I'm simply skeptical that someone who can make use of Claude (or any LLM) for data analysis is in need of making use of it. Let's hope I'm too pessimistic here.
Anecdotally, my wife - a researcher in management accounting who does a lot of analysis of corporate data was very excited about this tool because it allows her to explore the dataset in almost natural language and have a starter Python code base to tinker with.
I have seen her use Python. She uses it like a research notebook. Sequential pipeline like analysis steps. Any little change to a step, and she will run the whole thing :-)
I did something similar to this but got stuck that the code generated would sometimes work, sometimes not for identical prompts. I also found that as an expert in the topics it was easy to write a prompt that would generally build a reasonable data pipeline but I couldn't imagine if I just had some data, but not the expertise, I could do the same. How do you account for these issues?
Fantastic questions!

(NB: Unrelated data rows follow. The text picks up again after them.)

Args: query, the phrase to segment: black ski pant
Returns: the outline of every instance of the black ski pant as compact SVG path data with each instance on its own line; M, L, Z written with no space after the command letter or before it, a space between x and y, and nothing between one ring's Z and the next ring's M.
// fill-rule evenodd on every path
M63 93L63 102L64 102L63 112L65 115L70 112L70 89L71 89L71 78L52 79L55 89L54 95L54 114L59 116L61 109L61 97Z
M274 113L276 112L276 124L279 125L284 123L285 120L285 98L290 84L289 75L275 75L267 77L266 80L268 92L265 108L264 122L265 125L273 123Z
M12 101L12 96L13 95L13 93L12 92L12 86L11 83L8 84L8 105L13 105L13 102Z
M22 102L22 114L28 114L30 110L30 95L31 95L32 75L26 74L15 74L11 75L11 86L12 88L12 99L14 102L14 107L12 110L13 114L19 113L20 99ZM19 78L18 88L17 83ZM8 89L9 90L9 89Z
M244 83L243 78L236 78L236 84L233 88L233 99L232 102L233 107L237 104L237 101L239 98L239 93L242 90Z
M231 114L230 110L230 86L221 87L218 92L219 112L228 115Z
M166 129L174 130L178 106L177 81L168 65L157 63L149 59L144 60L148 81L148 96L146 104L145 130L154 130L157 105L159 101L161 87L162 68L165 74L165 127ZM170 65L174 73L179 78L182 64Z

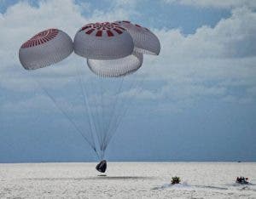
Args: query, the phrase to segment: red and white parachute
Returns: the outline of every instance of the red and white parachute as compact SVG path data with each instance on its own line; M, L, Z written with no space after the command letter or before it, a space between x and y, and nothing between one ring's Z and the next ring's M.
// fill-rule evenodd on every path
M87 128L80 129L75 120L59 108L102 159L136 94L135 81L127 78L132 77L131 74L142 66L143 54L160 54L160 43L148 28L130 21L90 23L77 31L73 42L58 29L43 31L21 45L19 58L25 69L37 70L61 61L73 51L87 59L87 65L92 71L84 71L87 76L92 74L90 77L86 76L84 85L82 84L85 77L78 81L84 97ZM126 83L125 77L128 77ZM80 77L81 74L78 74L78 78ZM44 90L58 106L54 97ZM130 98L125 99L125 94L129 94Z
M33 70L57 63L73 50L73 41L67 33L58 29L48 29L24 43L19 58L25 69Z

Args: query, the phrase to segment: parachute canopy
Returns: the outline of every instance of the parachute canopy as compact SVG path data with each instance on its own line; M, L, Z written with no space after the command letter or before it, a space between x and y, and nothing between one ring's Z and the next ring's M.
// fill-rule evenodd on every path
M64 60L73 50L73 41L67 33L58 29L48 29L24 43L19 58L25 69L34 70Z
M138 70L143 61L143 55L133 52L132 54L118 60L87 59L87 65L95 74L105 77L118 77L129 75Z
M38 85L102 160L133 96L140 90L136 88L140 79L131 80L129 78L133 76L128 75L142 66L143 54L159 54L160 43L148 29L129 21L90 23L79 29L73 43L67 33L60 30L41 31L21 45L19 57L25 69L34 70L62 60L73 50L86 58L90 70L97 75L96 77L88 70L84 73L77 71L77 77L72 76L79 84L73 90L79 89L79 96L82 98L84 109L83 114L75 112L76 117L73 117L67 110L67 106L61 107L54 97L55 94L61 92L53 92L52 94L43 88L44 83ZM63 88L67 94L67 88ZM70 94L73 90L69 90ZM73 97L73 94L68 97ZM105 172L106 168L106 161L96 167L100 172Z
M131 34L134 42L134 51L153 55L160 54L160 41L148 28L137 24L132 24L128 20L119 20L115 23L124 27Z
M133 41L125 28L115 23L91 23L74 37L74 52L94 60L113 60L131 54Z

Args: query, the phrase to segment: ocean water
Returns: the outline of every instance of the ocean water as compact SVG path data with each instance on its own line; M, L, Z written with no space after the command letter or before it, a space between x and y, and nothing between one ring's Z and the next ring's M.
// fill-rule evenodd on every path
M256 198L256 163L108 162L107 176L96 165L0 164L0 198Z

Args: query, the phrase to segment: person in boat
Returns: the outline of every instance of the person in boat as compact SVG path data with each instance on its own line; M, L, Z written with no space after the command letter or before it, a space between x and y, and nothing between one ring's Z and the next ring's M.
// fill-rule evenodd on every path
M107 161L106 160L101 161L101 162L96 165L96 169L98 172L105 173L107 170Z
M245 178L245 177L237 177L236 182L239 183L239 184L248 184L248 178Z

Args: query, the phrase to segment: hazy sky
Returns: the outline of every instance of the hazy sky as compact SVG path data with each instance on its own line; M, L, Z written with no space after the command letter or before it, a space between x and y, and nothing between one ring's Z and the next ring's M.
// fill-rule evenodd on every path
M144 57L143 89L107 159L256 161L255 10L250 0L0 0L0 162L96 160L18 50L49 27L73 37L84 24L118 20L151 29L161 52ZM74 65L86 67L72 54L58 64L61 77L46 80L63 88ZM59 100L72 101L72 89Z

Re: working/not working at times -- this is still an issue. It's why I'm building PhaseLLM more broadly (https://github.com/wgryc/phasellm) -- need a robust pipeline that can also "reset" parts of itself if an LLM makes errors or mistakes.

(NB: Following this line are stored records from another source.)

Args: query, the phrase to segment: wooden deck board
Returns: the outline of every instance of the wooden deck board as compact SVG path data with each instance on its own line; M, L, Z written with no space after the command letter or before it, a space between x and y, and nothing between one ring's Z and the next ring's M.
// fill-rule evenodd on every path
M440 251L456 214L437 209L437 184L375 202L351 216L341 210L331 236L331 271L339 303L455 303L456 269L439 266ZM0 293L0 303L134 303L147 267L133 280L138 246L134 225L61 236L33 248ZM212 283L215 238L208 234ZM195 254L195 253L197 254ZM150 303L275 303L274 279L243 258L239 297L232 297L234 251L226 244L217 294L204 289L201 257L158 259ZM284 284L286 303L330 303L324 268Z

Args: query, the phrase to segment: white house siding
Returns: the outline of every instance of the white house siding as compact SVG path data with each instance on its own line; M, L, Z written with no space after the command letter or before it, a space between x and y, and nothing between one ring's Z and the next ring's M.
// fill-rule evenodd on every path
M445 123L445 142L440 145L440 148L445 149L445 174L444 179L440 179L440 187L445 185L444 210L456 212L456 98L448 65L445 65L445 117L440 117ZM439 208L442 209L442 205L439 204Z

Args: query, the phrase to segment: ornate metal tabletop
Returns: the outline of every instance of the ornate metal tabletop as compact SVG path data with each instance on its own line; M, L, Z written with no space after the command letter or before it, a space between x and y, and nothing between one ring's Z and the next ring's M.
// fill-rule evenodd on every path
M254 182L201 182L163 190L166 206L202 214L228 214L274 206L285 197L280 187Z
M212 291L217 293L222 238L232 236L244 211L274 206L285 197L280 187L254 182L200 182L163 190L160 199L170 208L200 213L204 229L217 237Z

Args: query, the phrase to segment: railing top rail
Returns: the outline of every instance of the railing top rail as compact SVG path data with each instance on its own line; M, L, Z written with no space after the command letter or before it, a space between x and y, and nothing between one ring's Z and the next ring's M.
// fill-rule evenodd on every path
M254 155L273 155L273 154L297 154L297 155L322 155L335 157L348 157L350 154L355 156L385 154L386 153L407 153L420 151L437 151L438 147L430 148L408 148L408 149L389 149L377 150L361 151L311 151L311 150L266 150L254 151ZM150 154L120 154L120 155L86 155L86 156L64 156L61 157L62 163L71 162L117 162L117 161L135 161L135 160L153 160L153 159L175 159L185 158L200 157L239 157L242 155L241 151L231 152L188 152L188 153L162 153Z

I think there’s a lot of value here in empowering business users or more operational folks to use data without needing familiarity with a tool or language meant for data science
Incidentally, the far more concerning issue is the use of approaches like this to generate data which opens the doors to a plague of hard-to-detect scientific fraud. In that past, many such high-visibility fraudulent efforts have been detected because the fraudsters duplicated data (or reversibly processed old data in some manner) that was spotted by others in the field, e.g.
https://en.wikipedia.org/wiki/Sch%C3%B6n_scandal
Often these fraudulent productions are inspired by the desire to be first to publish, a situation in which everyone thinks they know how a system works but they're all rushing to get credit (and hence Nobel Prizes and patents etc.) by generating the data from a 'successful experiment' before anyone else can.